Fim das cotas para deficientes em empresas;

Redução em 50% de filas e assentos exclusivos para deficientes;

Pelo fim da isenção de impostos na compra de carro zero;

Pelo fim das cotas em concurso público;

Pelo fim à gratuidade para deficientes."

Mas o "Movimento Pela Reforma de Direitos" - na sua linha de raciocínio - esqueceu de completar sua lista de direitos, como: fim do benefício da previdência social de aposentadoria; fim das vagas de carro reservadas para idosos; fim da criminalização do preconceito racial; etc.

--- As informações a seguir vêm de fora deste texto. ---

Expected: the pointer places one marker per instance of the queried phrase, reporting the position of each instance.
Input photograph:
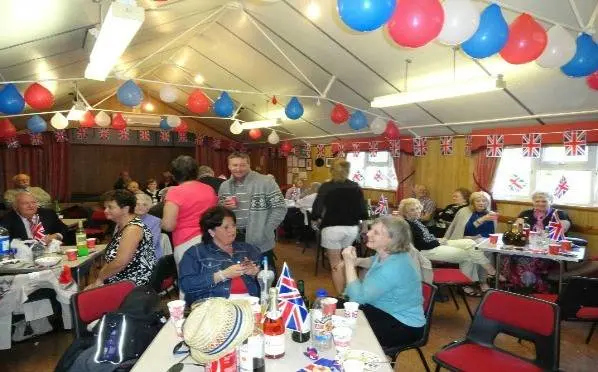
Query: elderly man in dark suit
(28, 221)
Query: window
(573, 180)
(376, 172)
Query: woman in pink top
(185, 204)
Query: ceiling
(270, 47)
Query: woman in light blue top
(391, 292)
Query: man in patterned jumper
(257, 202)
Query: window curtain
(48, 165)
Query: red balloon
(527, 40)
(255, 134)
(391, 132)
(88, 120)
(38, 97)
(198, 102)
(7, 129)
(118, 122)
(592, 80)
(339, 114)
(416, 22)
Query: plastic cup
(566, 245)
(71, 254)
(342, 338)
(351, 310)
(553, 248)
(329, 305)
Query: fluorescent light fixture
(457, 89)
(123, 20)
(77, 111)
(261, 124)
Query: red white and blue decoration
(446, 145)
(531, 145)
(494, 145)
(575, 142)
(294, 312)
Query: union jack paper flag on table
(555, 227)
(531, 144)
(290, 302)
(575, 142)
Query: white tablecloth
(158, 356)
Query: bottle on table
(321, 323)
(81, 240)
(274, 329)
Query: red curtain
(48, 165)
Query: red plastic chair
(87, 306)
(453, 278)
(516, 315)
(429, 292)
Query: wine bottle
(274, 329)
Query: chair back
(164, 274)
(521, 317)
(89, 305)
(580, 292)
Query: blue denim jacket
(201, 261)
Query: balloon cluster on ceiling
(415, 23)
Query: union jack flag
(144, 135)
(494, 145)
(164, 136)
(575, 142)
(373, 148)
(104, 133)
(562, 188)
(555, 227)
(446, 145)
(36, 139)
(531, 144)
(293, 309)
(395, 148)
(420, 146)
(60, 135)
(356, 148)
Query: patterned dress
(140, 268)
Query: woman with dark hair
(219, 266)
(130, 253)
(185, 204)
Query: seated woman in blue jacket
(391, 292)
(219, 266)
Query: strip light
(464, 88)
(123, 20)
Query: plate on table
(371, 361)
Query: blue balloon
(224, 106)
(491, 35)
(358, 121)
(585, 60)
(365, 15)
(36, 124)
(11, 101)
(294, 109)
(129, 94)
(164, 124)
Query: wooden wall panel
(96, 167)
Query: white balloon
(236, 128)
(173, 121)
(102, 119)
(59, 121)
(559, 50)
(378, 126)
(461, 20)
(273, 138)
(168, 93)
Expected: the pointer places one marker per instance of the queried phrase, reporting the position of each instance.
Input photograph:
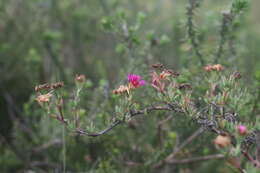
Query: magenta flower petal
(142, 82)
(135, 80)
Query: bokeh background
(52, 40)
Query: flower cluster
(134, 81)
(159, 81)
(216, 67)
(48, 86)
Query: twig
(47, 145)
(226, 20)
(258, 149)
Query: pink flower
(242, 129)
(135, 80)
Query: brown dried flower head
(121, 90)
(80, 78)
(44, 98)
(222, 141)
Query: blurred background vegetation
(52, 40)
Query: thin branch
(132, 114)
(196, 159)
(82, 132)
(186, 142)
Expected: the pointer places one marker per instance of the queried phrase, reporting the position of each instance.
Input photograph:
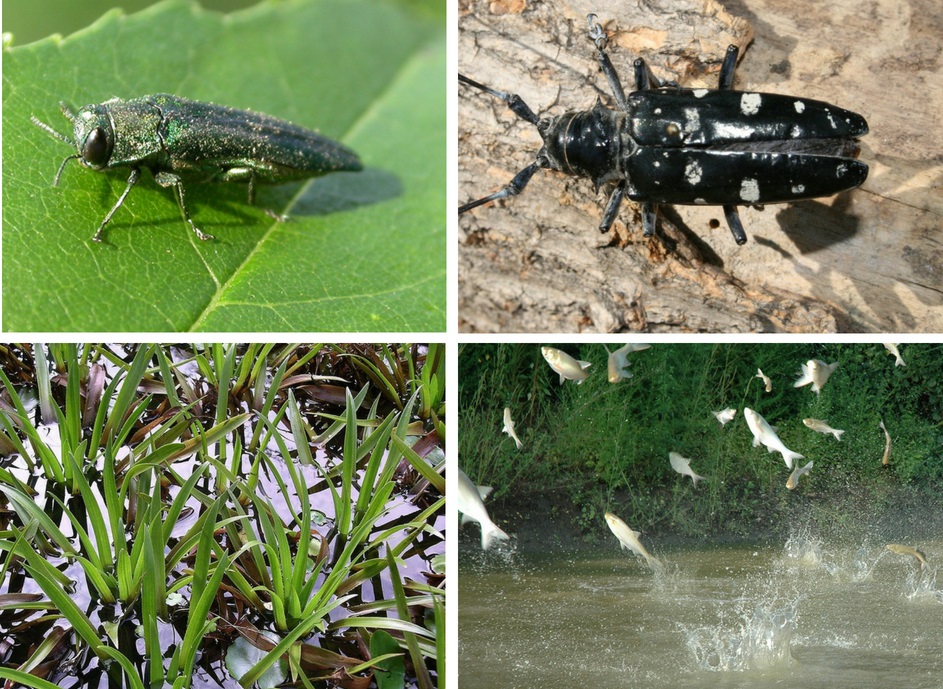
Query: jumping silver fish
(796, 473)
(816, 372)
(765, 379)
(629, 540)
(566, 366)
(683, 466)
(619, 361)
(509, 427)
(822, 427)
(907, 550)
(471, 505)
(765, 434)
(887, 445)
(892, 348)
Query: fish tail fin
(489, 532)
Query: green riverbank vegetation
(224, 515)
(601, 446)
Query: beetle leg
(598, 36)
(733, 222)
(168, 179)
(649, 210)
(612, 208)
(513, 101)
(512, 188)
(728, 67)
(132, 180)
(268, 211)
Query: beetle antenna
(512, 188)
(513, 101)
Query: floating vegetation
(222, 515)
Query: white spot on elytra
(750, 103)
(692, 121)
(692, 173)
(750, 190)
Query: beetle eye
(97, 148)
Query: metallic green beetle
(179, 139)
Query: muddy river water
(800, 613)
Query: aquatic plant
(167, 501)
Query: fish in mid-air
(509, 427)
(907, 550)
(471, 505)
(822, 427)
(892, 348)
(629, 540)
(619, 361)
(566, 366)
(683, 466)
(762, 376)
(887, 444)
(816, 372)
(796, 473)
(765, 434)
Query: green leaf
(390, 672)
(364, 251)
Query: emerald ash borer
(181, 140)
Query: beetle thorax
(585, 143)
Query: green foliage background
(364, 251)
(602, 446)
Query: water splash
(760, 642)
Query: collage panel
(738, 514)
(222, 515)
(170, 167)
(751, 174)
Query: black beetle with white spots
(666, 144)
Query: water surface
(797, 614)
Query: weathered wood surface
(870, 260)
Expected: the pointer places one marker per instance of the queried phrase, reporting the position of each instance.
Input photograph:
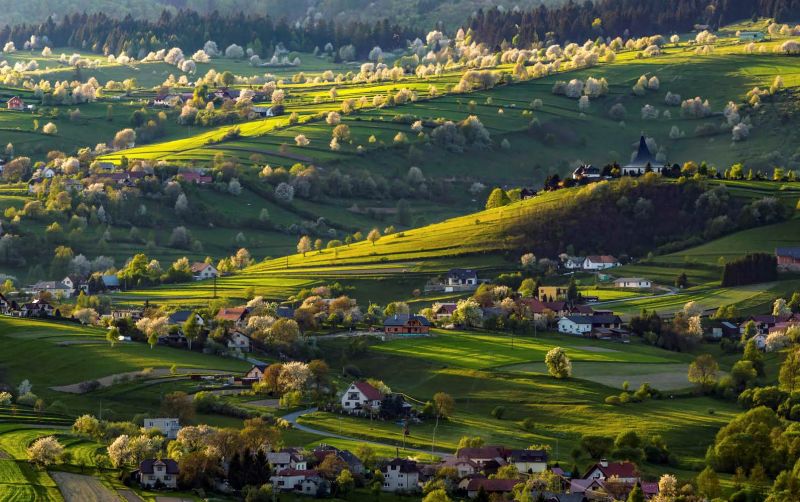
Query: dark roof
(180, 316)
(369, 391)
(528, 456)
(492, 485)
(594, 319)
(403, 319)
(643, 155)
(482, 452)
(111, 280)
(619, 469)
(462, 273)
(146, 467)
(790, 252)
(285, 311)
(405, 465)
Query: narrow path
(293, 417)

Pois bem, colocar uma chave no buraco da fechadura e destranca-la, ou, no contato do carro e liga-lo; apertar a maçaneta e gira-la no sentido anti-horário e puxar ou empurrar a porta; engatar a primeira e acelerar o carro; são práticas simples do cotidiano; imagine porém que para cada uma dessas práticas sejam excluídas pessoas não capazes de realizar, como: as que não tem força na mão, ter braço quebrado, não ter braço, artrite reumatoide ou cistos. Para atravessar a rua, de calçada à calçada, seriam excluídas outras tantas: sem perna, coxos, idosos, claudicantes, deficientes, crianças de colo... nesses dois exemplos, é provável que todos nós já tenhamos passado por uma incapacidade, dificuldade ou, (disability) deficiência. Quando uma dificuldade se impõe a nós, nos tornamos deficientes, como, caminhar com pés inchados, manusear teclados com artrite, subir escadas com artrose, trabalhar no escritório com enxaqueca aguda, manter-se sentado tendo hérnia de disco... são todas, formas de dificuldade menos visíveis, mas nem por isso deixam de ser deficiências.

Só passamos a ver o absurdo nas ruas, quando olhamos de dentro para fora: buracos na calçada, falta de rampas de acesso, ausência de corrimãos, pouquíssimos pisos tátil direcional e de alerta, falta de elevadores... ou seja, em grande parte, o mundo é feito para pessoas sem problemas biológicos; não estamos preparados para contemplar a diversidade dos corpos, haja vista que muito pouco é pensado do ponto de vista de quem sofre por suas particularidades físicas; nossa percepção de "normais" impede de ver aquilo que está na cara. Ou seja, a lesão (impairments) é o que define o problema da pessoa, seja físico ou mental, e a definição de deficiência (disability) é a forma como a sociedade acolhe a pessoa lesionada; sendo assim, é fácil dizer que uma enxaqueca ou ressaca são lesões que as impedem de ser autônomas, mesmo temporariamente, tornando-as deficientes. Somos deficientes diversas vezes em nossa vida. É fácil dizer também, que um cego em São Paulo é muito mais deficiente do que um cego na cidade de Praga, ou, um cadeirante no Brasil em geral, é mais deficiente do que um cadeirante em Seattle. A deficiência aumenta na exata proporção em que a sociedade não está apta à contempla-la.

Sendo assim, o "Movimento pela reforma dos direitos" propôs o fim das cotas para deficientes em empresas, essa minoria desempregada e sem a isenção de impostos para compra de carro zero acarretaria numa queda gradativa de compras de automóveis, pois também não teriam emprego para comprar o carro adaptado, estes, que por sua vez ocupariam cada dia menos vagas em ruas e estacionamentos, cada dia menos espaço pelas calçadas, metrôs, ônibus, escolas, ou qualquer espaço público/privado; teríamos um país separado das pessoas diferentes, assim como o nazismo segregou judeus, como segregamos haitianos, como a Europa segrega refugiados sírios e muçulmanos.

Por fim, e com muito entusiasmo, o "Movimento pela reforma dos direitos" foi apenas uma ação publicitária do Conselho Municipal das Pessoas com Deficiência da Cidade de Curitiba, chamando a atenção, de forma legítima, para um problema social que é a presença de direitos destes no Brasil. Chamando a atenção para um debate lógico e coerente de políticas públicas mais agregadoras. E, celebramos nesse "Dia Internacional da Pessoa com Deficiência Física" 03/12/2015, que tenhamos cada vez mais consciência e respeito para com nossos iguais.